Ben Bowman's Boosted 9-Second Corvair

There are some combinations that just don’t sound like they’d work together, but that’s not going to stop people from trying to put them together. Ben Bowman created one of these combos by grafting a 1966 Corvair body onto the chassis of a 1985 Oldsmobile Cutlass. If that wasn’t enough, Bowman stuffed a 1,000 horsepower-capable LS combination under the hood for good measure.

Bowman’s path to becoming a mad scientist with a wrench began when he was 14 years old after he purchased his first car, a 1968 GTO. The Pontiac became the central focus of Bowman’s life and he spent whatever money he could earn restoring the car.

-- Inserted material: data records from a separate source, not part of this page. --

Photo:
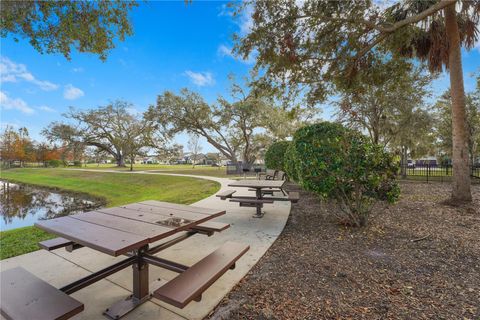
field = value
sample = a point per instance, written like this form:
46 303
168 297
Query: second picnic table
126 230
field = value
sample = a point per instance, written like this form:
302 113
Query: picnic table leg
140 290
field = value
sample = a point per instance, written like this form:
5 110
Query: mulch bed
418 259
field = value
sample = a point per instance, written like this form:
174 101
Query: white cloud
245 20
16 72
223 50
201 79
46 108
71 93
8 103
225 11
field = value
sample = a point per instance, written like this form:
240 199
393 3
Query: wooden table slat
153 232
180 220
258 183
169 212
181 207
104 239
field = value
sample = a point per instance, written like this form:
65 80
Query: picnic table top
118 230
258 183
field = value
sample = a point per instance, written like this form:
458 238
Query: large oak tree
59 26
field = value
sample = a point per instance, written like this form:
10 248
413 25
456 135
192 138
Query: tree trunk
404 161
120 161
461 175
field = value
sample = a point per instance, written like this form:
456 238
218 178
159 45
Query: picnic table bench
126 230
261 188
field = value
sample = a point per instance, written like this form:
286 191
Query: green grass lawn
115 188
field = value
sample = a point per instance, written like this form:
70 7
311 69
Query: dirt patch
419 259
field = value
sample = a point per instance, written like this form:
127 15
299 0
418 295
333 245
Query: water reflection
22 205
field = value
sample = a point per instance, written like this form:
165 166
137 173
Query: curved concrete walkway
60 267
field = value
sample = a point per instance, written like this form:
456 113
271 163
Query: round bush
339 163
275 155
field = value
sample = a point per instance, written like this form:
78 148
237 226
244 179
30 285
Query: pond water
22 205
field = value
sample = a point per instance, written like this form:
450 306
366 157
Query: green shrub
275 155
54 163
341 164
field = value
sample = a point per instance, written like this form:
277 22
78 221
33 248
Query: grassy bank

Bowman worked on the GTO with his father, who was a racer himself, and that led to another experience that would change Bowman’s life.

“When I was 14, my dad put me in his Chevelle drag car to make some passes at the track. I was pretty tall, so nobody asked any questions, but if they did, dad told me to tell them I had a driver’s license. The car wasn’t super quick, but it was cool as a 14-year-old,” Bowman says.

The GTO Bowman restored with his father is a nice car, so when it came to start another project, Bowman wanted something different. Bowman started searching for a first-generation Pontiac Firebird with some cool patina that he could build into a driver. The quest for a Firebird wasn’t going as planned, but striking out in that area allowed Bowman to go a different and non-traditional route.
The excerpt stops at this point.